When interviewing for a job, it's always a good idea to pay attention when you get a tour of the workplace and meet other employees. During this time, you want to look for red flags -- the things that indicate that employees are unhappy or that the workplace has a toxic atmosphere. (Some indications include workers who never smile or make eye contact, rundown facilities, lack of clarity regarding advancement, etc.)
The same thing is true when you're considering a remote or hybrid job. Just because the employer says you can work from home doesn't mean that you can ignore the warning signs that the job or the company may be harmful to your career or mental well-being.

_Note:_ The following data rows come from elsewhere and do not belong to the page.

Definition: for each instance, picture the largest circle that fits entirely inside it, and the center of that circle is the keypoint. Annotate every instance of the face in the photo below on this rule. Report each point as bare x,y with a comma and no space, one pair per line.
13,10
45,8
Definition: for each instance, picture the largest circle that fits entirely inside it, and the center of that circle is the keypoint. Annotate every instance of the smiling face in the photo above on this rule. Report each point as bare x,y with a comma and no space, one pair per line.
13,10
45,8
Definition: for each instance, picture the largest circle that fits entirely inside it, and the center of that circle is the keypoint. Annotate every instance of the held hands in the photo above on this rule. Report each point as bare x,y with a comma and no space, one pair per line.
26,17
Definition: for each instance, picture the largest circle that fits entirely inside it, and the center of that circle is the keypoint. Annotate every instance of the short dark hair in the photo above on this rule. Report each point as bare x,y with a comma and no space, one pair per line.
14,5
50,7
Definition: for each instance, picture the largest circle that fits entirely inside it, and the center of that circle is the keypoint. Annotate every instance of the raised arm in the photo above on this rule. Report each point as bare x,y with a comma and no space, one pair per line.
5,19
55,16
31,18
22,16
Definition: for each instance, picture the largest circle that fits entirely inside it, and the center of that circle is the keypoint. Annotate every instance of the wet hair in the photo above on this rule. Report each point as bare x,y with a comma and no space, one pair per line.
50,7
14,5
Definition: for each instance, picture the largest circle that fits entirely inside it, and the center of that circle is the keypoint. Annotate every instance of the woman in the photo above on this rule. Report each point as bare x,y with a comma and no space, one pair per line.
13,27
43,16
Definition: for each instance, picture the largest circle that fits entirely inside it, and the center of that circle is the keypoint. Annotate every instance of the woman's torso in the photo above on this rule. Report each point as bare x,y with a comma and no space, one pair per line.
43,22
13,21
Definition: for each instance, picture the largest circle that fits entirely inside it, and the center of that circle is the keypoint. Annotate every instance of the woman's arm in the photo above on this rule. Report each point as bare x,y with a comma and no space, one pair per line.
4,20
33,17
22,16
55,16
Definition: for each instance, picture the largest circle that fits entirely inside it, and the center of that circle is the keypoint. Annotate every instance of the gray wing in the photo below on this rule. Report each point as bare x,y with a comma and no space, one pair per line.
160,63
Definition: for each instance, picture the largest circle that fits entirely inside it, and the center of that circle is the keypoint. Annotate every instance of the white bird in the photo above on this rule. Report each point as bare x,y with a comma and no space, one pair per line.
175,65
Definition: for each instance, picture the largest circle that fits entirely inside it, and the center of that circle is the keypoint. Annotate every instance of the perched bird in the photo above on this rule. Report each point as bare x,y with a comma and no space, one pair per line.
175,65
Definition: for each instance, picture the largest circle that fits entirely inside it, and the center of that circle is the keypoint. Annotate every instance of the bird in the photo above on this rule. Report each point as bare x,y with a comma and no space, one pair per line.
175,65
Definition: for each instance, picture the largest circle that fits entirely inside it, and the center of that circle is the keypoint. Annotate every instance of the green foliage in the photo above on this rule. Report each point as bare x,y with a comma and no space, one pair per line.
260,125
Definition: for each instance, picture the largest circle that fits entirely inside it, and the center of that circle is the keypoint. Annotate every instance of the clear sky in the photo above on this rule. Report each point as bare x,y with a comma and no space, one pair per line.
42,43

Recently, FlexJobs identified red flags it believes are signs of a toxic hybrid workplace, including:
1. No senior leaders who work remotely.
2. Celebrations or rewards happen only in the office.

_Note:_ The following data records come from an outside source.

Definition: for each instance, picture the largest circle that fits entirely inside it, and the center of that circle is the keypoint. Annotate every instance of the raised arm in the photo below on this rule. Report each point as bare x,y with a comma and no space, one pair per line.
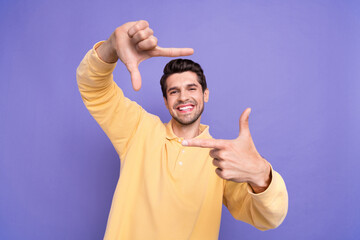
133,43
253,192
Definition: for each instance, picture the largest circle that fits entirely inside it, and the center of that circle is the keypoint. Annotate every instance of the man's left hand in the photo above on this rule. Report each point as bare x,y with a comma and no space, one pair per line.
237,160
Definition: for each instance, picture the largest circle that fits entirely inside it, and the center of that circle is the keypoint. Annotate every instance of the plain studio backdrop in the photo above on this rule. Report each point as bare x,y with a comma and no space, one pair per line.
295,63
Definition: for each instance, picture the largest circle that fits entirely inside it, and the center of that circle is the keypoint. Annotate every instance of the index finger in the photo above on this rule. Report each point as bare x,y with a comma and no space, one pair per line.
204,143
171,52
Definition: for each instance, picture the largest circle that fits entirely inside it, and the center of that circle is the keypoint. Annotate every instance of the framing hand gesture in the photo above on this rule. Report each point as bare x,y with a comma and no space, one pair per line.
237,160
132,43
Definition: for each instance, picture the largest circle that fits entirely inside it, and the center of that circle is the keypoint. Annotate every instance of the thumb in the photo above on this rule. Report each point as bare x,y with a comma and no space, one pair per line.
244,122
135,76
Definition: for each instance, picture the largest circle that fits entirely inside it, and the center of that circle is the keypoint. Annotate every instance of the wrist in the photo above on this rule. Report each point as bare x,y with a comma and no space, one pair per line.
262,182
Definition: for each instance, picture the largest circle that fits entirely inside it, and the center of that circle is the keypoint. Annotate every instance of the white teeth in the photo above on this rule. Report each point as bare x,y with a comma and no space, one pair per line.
185,108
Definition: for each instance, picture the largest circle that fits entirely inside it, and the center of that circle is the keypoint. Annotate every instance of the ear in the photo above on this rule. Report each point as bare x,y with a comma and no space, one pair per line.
166,104
206,95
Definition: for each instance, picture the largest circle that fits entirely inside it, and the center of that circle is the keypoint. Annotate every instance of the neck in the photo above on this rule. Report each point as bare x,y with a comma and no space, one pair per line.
186,131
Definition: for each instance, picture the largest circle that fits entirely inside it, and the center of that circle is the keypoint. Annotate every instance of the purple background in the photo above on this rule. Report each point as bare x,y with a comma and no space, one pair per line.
296,63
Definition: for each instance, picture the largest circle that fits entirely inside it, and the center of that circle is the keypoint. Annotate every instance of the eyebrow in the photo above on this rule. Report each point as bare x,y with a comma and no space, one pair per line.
189,85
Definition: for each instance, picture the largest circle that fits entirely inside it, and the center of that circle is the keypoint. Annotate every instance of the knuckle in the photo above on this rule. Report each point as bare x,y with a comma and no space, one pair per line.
153,41
144,23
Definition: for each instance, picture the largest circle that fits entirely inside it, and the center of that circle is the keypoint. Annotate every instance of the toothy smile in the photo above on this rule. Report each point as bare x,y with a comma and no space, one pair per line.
185,108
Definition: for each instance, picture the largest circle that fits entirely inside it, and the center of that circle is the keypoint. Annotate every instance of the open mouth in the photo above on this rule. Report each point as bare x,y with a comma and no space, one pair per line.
185,108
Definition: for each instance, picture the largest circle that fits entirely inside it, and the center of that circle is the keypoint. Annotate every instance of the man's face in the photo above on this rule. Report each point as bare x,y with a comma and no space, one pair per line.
185,99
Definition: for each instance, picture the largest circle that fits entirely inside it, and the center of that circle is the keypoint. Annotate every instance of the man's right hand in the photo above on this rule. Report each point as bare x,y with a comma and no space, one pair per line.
133,43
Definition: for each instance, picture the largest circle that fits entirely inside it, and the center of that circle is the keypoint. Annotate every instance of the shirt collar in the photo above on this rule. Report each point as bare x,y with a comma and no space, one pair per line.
204,131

3. Meetings are scheduled at odd hours.
4. Lack of appropriate equipment for remote workers or lack of proper remote communication tools.

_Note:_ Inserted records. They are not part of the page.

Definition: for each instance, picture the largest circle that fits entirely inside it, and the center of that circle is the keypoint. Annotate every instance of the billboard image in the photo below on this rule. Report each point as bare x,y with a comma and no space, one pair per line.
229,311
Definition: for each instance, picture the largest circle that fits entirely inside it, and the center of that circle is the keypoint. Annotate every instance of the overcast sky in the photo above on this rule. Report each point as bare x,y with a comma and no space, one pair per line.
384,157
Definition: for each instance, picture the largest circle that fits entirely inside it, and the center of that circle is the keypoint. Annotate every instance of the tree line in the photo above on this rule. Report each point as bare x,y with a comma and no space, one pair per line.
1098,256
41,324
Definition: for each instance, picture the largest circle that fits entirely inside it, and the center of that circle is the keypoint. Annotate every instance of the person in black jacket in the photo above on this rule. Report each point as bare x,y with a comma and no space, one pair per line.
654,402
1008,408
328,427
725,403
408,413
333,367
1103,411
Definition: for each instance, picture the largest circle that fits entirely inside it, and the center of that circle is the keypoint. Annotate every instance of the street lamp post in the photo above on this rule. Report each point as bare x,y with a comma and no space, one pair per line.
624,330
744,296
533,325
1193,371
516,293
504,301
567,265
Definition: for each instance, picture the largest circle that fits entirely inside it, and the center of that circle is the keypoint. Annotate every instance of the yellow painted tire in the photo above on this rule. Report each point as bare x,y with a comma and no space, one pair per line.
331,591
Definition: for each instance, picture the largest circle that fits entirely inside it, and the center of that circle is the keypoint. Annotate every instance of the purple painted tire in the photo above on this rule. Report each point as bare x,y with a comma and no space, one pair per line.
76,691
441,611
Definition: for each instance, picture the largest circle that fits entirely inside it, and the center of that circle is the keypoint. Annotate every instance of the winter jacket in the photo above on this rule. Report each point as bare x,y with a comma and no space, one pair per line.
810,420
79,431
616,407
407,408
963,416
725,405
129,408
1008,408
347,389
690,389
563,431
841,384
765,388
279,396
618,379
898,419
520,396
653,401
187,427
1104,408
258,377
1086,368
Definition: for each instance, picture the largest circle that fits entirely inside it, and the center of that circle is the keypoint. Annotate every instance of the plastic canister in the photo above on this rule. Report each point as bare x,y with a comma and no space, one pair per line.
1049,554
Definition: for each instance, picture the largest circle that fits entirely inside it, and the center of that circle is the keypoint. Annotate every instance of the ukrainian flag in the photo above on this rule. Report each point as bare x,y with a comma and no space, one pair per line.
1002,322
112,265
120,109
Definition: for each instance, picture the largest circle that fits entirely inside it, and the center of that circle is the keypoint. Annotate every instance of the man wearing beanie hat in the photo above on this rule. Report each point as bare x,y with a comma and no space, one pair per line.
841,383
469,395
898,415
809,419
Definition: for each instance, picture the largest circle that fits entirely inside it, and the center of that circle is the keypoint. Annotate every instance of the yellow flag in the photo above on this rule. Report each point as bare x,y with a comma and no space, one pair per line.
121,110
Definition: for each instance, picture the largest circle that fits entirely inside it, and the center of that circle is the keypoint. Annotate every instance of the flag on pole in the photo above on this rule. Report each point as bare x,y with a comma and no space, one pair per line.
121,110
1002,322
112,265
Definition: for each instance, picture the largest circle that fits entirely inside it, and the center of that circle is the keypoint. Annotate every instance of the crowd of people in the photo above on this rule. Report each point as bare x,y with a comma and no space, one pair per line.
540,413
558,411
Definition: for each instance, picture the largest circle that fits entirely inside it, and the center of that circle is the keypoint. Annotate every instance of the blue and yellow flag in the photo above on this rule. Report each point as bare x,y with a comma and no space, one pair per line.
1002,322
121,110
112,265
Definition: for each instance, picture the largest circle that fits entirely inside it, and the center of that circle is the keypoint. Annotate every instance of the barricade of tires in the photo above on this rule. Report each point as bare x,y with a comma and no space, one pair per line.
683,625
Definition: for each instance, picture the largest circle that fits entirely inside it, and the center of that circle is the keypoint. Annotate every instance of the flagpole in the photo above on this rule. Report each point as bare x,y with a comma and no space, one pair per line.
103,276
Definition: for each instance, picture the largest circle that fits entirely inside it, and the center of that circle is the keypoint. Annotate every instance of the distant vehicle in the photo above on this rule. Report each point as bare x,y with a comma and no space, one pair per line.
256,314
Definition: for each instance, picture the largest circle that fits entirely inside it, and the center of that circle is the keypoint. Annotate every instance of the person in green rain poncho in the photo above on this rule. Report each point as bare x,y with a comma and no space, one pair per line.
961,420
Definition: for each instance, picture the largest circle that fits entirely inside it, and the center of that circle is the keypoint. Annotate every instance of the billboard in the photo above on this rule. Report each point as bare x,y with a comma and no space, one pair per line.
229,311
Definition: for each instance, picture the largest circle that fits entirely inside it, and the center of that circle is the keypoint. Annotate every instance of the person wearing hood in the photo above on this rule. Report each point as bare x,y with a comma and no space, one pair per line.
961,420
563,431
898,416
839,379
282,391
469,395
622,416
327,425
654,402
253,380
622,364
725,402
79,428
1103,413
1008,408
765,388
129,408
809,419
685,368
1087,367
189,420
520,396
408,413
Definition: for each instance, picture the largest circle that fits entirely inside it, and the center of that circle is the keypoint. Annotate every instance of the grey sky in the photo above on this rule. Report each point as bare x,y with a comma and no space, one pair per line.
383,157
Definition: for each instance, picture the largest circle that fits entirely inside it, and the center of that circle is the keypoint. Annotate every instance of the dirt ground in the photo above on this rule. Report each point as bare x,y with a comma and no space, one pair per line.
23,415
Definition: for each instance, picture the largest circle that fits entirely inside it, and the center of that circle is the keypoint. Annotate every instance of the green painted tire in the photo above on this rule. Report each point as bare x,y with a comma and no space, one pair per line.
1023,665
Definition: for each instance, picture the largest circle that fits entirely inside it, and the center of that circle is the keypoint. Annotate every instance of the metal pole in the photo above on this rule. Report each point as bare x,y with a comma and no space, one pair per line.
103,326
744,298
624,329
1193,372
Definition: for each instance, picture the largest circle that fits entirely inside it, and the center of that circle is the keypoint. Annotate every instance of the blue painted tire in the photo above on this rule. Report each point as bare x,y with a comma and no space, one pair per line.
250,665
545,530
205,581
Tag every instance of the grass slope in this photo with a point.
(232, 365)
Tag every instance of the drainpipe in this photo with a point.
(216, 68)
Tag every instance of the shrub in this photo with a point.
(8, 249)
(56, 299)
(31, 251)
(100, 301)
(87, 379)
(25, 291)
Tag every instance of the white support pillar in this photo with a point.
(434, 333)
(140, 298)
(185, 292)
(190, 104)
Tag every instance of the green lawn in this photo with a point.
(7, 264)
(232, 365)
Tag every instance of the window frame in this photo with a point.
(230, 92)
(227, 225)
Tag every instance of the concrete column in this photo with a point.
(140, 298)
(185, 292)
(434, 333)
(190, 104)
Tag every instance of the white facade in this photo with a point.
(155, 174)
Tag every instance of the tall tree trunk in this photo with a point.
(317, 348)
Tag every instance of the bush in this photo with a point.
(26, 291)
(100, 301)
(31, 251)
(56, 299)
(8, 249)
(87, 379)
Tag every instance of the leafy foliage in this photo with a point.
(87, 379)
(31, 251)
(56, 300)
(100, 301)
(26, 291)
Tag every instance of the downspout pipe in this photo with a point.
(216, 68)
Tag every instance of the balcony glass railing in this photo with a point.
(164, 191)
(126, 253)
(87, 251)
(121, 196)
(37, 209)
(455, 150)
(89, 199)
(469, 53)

I'd also like to add that any boss who has remote workers needs to be able to offer a clear idea of how he or she measures performance. Are you expected to have set office hours? Are online measurement tools used?
What about attending professional events? Are those open to you as a remote worker? When you're working from home, it's probably even more important for your career that you attend offsite team events, professional conferences, etc. Make sure that "working remote" doesn't mean "staying remote." You should be given opportunities to participate in company events.
To be fair, many bosses are still trying to figure out hybrid work arrangements and may not have all these tools and practices in place. But when asked, the boss should show that he or she is proactively looking out for remote workers and gives them as much energy as workers in the office all week.